Shuttleworthy." The people had really never thought of this before. They
had only remembered certain threats of disinheritance uttered a year or
two previously by the uncle (who had no living relative except the
nephew), and they had, therefore, always looked upon this disinheritance
as a matter that was settled -- so single-minded a race of beings were the
Rattleburghers; but the remark of "Old Charley" brought them at once to a
consideration of this point, and thus gave them to see the possibility of
the threats having been nothing more than a threat. And straightway
hereupon, arose the natural question of cui bono? -- a question that
tended even more than the waistcoat to fasten the terrible crime upon the
young man. And here, lest I may be misunderstood, permit me to digress for
one moment merely to observe that the exceedingly brief and simple Latin
phrase which I have employed, is invariably mistranslated and
misconceived. "Cui bono?" in all the crack novels and elsewhere, -- in
those of Mrs. Gore, for example, (the author of "Cecil,") a lady who
quotes all tongues from the Chaldaean to Chickasaw, and is helped to her
learning, "as needed," upon a systematic plan, by Mr. Beckford, -- in all
the crack novels, I say, from those of Bulwer and Dickens to those of
Bulwer and Dickens to those of Turnapenny and Ainsworth, the two little
Latin words cui bono are rendered "to what purpose?" or, (as if quo bono,)
"to what good." Their true meaning, nevertheless, is "for whose
advantage." Cui, to whom; bono, is it for a benefit. It is a purely legal
phrase, and applicable precisely in cases such as we have now under
consideration, where the probability of the doer of a deed hinges upon the
probability of the benefit accruing to this individual or to that from the
deed's accomplishment. Now in the present instance, the question cui bono?
very pointedly implicated Mr. Pennifeather. His uncle had threatened him,
after making a will in his favour, with disinheritance. But the threat had
not been actually kept; the original will, it appeared, had not been
altered.
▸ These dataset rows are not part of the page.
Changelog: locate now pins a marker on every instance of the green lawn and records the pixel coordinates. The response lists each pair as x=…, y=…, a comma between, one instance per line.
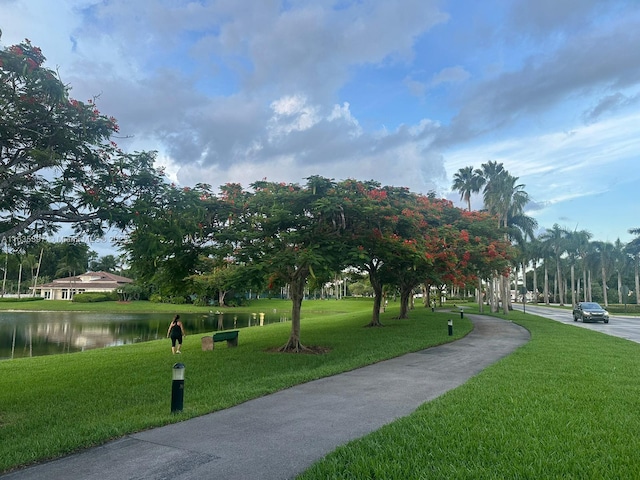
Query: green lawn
x=54, y=405
x=563, y=406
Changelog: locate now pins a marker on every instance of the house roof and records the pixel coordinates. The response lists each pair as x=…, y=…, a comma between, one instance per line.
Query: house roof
x=99, y=280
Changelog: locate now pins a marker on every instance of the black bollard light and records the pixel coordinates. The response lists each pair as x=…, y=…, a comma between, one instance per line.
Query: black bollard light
x=177, y=388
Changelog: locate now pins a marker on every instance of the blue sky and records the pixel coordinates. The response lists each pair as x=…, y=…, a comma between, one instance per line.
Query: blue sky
x=402, y=92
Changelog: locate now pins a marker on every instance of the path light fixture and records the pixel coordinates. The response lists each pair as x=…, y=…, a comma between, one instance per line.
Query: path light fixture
x=177, y=388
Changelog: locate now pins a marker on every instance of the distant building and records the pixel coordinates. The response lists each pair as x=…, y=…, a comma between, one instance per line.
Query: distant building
x=90, y=282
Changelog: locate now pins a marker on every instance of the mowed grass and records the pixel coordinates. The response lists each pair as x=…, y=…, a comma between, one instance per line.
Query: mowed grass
x=55, y=405
x=564, y=406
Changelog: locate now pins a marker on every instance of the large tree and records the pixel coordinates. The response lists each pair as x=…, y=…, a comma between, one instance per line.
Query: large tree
x=58, y=163
x=290, y=234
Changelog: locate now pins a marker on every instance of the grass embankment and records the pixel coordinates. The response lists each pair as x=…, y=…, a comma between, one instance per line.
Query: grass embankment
x=565, y=405
x=54, y=405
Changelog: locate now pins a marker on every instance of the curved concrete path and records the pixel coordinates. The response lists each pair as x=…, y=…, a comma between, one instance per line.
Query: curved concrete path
x=280, y=435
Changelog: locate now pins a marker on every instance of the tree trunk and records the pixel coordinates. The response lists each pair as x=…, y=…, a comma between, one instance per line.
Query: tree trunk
x=573, y=282
x=19, y=278
x=376, y=284
x=221, y=296
x=535, y=284
x=604, y=286
x=637, y=281
x=560, y=283
x=297, y=294
x=506, y=293
x=405, y=298
x=620, y=288
x=546, y=284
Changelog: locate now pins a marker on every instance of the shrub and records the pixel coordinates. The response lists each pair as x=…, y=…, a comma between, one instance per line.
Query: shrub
x=95, y=297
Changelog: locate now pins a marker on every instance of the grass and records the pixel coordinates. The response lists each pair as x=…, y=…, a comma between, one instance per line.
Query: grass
x=565, y=405
x=562, y=406
x=55, y=405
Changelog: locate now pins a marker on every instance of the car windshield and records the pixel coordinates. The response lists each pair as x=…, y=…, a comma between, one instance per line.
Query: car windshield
x=591, y=305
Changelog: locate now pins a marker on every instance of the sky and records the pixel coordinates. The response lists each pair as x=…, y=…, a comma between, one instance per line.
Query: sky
x=403, y=92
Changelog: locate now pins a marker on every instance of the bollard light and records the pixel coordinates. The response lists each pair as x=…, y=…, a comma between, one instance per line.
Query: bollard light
x=177, y=388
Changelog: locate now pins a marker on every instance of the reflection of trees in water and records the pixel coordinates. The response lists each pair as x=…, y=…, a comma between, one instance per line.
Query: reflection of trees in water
x=50, y=333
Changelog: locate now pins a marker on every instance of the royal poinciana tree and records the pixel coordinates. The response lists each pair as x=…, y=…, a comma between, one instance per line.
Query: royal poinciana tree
x=58, y=163
x=287, y=234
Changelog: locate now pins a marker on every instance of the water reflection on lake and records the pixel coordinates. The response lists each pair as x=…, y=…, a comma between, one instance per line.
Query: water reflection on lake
x=30, y=334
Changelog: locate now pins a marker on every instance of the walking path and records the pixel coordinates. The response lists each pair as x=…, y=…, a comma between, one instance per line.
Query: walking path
x=280, y=435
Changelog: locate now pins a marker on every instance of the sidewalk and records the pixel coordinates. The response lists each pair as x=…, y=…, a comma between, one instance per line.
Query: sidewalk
x=280, y=435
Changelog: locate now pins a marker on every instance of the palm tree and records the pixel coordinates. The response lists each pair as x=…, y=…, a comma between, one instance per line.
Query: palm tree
x=633, y=249
x=556, y=240
x=577, y=247
x=467, y=181
x=605, y=251
x=620, y=264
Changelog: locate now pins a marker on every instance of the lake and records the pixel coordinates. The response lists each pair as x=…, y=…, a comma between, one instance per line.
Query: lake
x=30, y=334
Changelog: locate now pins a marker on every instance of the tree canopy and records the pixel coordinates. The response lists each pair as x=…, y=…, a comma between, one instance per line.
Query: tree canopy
x=58, y=162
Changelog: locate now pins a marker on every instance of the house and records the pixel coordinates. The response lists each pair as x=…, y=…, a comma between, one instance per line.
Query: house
x=66, y=288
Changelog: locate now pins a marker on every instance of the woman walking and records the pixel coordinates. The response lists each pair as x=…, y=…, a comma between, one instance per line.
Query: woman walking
x=175, y=333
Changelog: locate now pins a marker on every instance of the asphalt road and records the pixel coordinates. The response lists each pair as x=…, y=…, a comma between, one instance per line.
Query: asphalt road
x=619, y=325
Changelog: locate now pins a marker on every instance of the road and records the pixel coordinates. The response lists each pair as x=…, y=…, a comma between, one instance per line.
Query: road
x=619, y=325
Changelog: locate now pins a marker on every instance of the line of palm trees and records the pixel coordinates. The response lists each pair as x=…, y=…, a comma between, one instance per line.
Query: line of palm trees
x=572, y=261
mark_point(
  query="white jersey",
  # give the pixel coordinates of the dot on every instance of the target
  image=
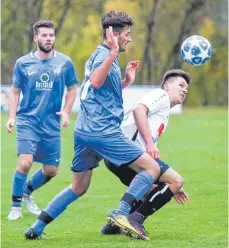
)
(158, 103)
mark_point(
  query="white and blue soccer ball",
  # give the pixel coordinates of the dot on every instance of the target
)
(196, 50)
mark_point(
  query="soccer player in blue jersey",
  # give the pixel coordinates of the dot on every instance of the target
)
(41, 77)
(97, 130)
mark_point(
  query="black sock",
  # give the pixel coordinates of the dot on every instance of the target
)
(157, 198)
(136, 206)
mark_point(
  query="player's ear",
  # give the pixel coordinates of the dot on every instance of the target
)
(35, 38)
(166, 86)
(116, 34)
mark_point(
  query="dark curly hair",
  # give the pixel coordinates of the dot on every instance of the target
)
(175, 73)
(117, 20)
(42, 24)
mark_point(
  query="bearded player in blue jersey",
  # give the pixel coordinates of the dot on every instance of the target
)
(98, 134)
(41, 77)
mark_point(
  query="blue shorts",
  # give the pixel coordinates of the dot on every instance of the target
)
(89, 150)
(126, 174)
(46, 149)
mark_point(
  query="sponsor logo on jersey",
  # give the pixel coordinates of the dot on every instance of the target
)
(44, 83)
(56, 70)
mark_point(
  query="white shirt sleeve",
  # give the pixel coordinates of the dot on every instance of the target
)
(157, 100)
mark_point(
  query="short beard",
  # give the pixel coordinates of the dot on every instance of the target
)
(43, 49)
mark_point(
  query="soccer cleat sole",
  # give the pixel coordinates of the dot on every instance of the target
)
(127, 230)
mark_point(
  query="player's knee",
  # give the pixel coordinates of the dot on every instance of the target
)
(79, 188)
(50, 171)
(24, 165)
(154, 171)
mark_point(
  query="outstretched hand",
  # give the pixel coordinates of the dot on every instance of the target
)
(10, 125)
(65, 118)
(131, 71)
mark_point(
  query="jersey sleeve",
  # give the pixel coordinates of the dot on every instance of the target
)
(17, 76)
(155, 101)
(71, 76)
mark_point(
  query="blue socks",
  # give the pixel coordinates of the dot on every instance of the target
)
(37, 180)
(54, 209)
(19, 182)
(139, 186)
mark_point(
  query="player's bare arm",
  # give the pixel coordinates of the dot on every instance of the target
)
(98, 77)
(141, 119)
(14, 98)
(130, 73)
(69, 101)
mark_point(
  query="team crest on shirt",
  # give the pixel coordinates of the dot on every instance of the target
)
(56, 70)
(44, 83)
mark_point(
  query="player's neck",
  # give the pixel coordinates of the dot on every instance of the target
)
(172, 102)
(43, 56)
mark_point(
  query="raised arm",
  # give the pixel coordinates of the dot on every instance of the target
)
(14, 98)
(141, 119)
(99, 75)
(69, 101)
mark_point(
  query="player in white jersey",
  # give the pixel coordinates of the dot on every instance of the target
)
(145, 124)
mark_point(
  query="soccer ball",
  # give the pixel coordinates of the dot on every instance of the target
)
(196, 50)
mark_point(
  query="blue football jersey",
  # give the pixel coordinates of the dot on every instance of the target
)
(42, 83)
(101, 110)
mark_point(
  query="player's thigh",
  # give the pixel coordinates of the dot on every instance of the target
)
(124, 173)
(50, 170)
(84, 158)
(115, 148)
(25, 162)
(49, 152)
(147, 163)
(81, 181)
(27, 140)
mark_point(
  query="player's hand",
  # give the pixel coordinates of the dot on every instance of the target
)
(131, 71)
(112, 40)
(65, 118)
(181, 196)
(10, 125)
(153, 151)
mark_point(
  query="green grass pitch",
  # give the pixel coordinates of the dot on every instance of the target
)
(195, 144)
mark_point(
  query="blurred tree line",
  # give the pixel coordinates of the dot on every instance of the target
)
(160, 27)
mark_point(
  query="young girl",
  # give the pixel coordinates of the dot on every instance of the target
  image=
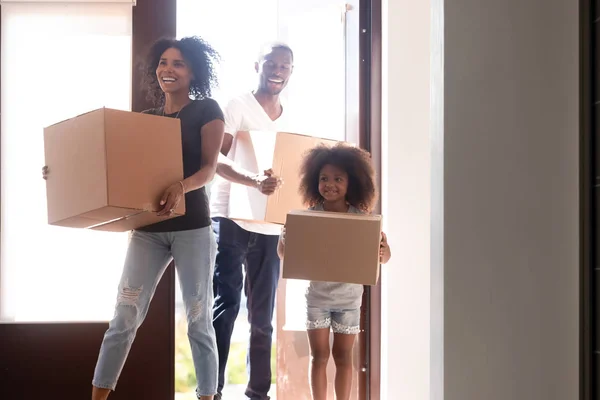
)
(335, 179)
(176, 70)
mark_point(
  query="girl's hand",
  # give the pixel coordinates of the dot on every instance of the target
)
(171, 198)
(281, 244)
(384, 249)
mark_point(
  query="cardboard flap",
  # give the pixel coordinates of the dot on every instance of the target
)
(321, 246)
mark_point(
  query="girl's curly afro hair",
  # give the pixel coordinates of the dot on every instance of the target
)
(200, 57)
(362, 189)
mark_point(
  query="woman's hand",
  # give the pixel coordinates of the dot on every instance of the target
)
(171, 198)
(384, 249)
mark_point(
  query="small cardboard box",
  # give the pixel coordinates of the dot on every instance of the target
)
(108, 169)
(258, 151)
(332, 247)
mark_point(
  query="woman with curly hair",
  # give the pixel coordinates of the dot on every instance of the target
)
(335, 179)
(176, 72)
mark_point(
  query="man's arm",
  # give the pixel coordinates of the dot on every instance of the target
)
(229, 170)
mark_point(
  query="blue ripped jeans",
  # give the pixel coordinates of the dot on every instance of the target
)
(148, 255)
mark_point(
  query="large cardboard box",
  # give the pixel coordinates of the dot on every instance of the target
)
(332, 247)
(108, 169)
(258, 151)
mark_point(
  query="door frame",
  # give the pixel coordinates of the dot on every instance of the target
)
(588, 207)
(370, 117)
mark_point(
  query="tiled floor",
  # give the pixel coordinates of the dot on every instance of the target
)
(231, 392)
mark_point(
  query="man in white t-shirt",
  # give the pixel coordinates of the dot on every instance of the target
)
(242, 243)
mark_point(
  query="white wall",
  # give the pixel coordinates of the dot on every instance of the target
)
(510, 165)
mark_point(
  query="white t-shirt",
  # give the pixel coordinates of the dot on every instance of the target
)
(244, 113)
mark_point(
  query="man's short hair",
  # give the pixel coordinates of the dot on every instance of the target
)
(269, 47)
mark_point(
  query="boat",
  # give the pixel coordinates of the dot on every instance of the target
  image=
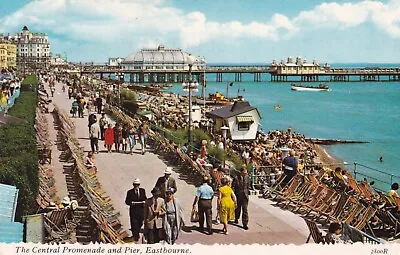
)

Had it been altered, the only supposable motive for murder on the
part of the suspected would have been the ordinary one of revenge; and
even this would have been counteracted by the hope of reinstation into the
good graces of the uncle. But the will being unaltered, while the threat
to alter remained suspended over the nephew's head, there appears at once
the very strongest possible inducement for the atrocity, and so concluded,
very sagaciously, the worthy citizens of the borough of Rattle.
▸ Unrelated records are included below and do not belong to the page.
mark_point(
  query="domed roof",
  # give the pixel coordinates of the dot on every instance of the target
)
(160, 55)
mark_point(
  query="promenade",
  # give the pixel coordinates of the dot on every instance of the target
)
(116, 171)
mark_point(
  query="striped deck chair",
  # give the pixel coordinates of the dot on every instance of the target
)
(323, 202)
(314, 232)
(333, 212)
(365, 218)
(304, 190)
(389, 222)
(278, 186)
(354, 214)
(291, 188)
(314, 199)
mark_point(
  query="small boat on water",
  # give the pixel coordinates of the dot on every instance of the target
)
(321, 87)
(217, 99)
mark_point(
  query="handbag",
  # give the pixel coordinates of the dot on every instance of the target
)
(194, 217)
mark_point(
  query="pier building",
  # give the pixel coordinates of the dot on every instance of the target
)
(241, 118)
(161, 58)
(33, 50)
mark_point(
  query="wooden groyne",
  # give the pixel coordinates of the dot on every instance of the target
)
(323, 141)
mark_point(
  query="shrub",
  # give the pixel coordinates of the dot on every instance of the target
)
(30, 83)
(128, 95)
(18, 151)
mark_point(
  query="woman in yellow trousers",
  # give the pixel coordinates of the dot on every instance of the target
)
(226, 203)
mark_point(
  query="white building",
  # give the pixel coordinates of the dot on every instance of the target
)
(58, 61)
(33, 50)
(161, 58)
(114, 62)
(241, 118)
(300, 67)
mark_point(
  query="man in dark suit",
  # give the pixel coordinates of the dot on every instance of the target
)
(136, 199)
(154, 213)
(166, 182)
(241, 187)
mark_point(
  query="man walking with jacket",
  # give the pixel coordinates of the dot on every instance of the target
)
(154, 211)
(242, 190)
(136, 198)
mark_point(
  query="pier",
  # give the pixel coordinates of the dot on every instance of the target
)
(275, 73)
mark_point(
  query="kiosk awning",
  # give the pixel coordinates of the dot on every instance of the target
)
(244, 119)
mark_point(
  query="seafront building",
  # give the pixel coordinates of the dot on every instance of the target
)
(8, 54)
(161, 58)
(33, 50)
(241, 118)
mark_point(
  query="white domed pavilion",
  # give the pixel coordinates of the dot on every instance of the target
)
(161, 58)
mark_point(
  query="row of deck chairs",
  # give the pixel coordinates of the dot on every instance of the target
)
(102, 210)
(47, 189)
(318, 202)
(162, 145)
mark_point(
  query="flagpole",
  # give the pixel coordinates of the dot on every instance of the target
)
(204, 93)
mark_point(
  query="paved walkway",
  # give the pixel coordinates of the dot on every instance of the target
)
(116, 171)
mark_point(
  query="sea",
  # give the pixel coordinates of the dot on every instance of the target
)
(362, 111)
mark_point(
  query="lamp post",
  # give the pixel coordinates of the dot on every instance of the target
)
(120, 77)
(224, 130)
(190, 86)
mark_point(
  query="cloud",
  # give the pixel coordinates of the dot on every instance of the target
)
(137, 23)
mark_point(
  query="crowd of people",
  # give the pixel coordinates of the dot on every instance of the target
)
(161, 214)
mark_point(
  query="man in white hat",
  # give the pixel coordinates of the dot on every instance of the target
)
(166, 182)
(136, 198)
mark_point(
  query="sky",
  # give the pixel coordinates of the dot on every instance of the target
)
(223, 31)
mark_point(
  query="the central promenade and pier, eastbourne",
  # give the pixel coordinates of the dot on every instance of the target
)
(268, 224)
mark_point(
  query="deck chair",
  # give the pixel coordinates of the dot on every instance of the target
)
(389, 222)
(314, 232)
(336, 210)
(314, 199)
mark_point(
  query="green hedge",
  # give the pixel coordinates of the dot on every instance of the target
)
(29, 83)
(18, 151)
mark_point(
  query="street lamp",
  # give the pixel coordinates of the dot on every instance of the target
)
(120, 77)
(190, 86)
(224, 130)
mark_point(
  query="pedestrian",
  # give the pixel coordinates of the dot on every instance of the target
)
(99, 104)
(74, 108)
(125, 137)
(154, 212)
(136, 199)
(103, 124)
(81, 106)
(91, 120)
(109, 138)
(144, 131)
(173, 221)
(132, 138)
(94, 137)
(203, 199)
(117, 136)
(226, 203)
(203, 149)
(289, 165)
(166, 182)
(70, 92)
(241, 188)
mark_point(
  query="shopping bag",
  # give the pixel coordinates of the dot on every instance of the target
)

Mr. Pennifeather was, accordingly, arrested upon the spot, and the crowd,
after some further search, proceeded homeward, having him in custody. On
the route, however, another circumstance occurred tending to confirm the
suspicion entertained. Mr. Goodfellow, whose zeal led him to be always a
little in advance of the party, was seen suddenly to run forward a few
paces, stoop, and then apparently to pick up some small object from the
grass. Having quickly examined it he was observed, too, to make a sort of
half attempt at concealing it in his coat pocket; but this action was
noticed, as I say, and consequently prevented, when the object picked up
was found to be a Spanish knife which a dozen persons at once recognized
as belonging to Mr. Pennifeather. Moreover, his initials were engraved
upon the handle. The blade of this knife was open and bloody.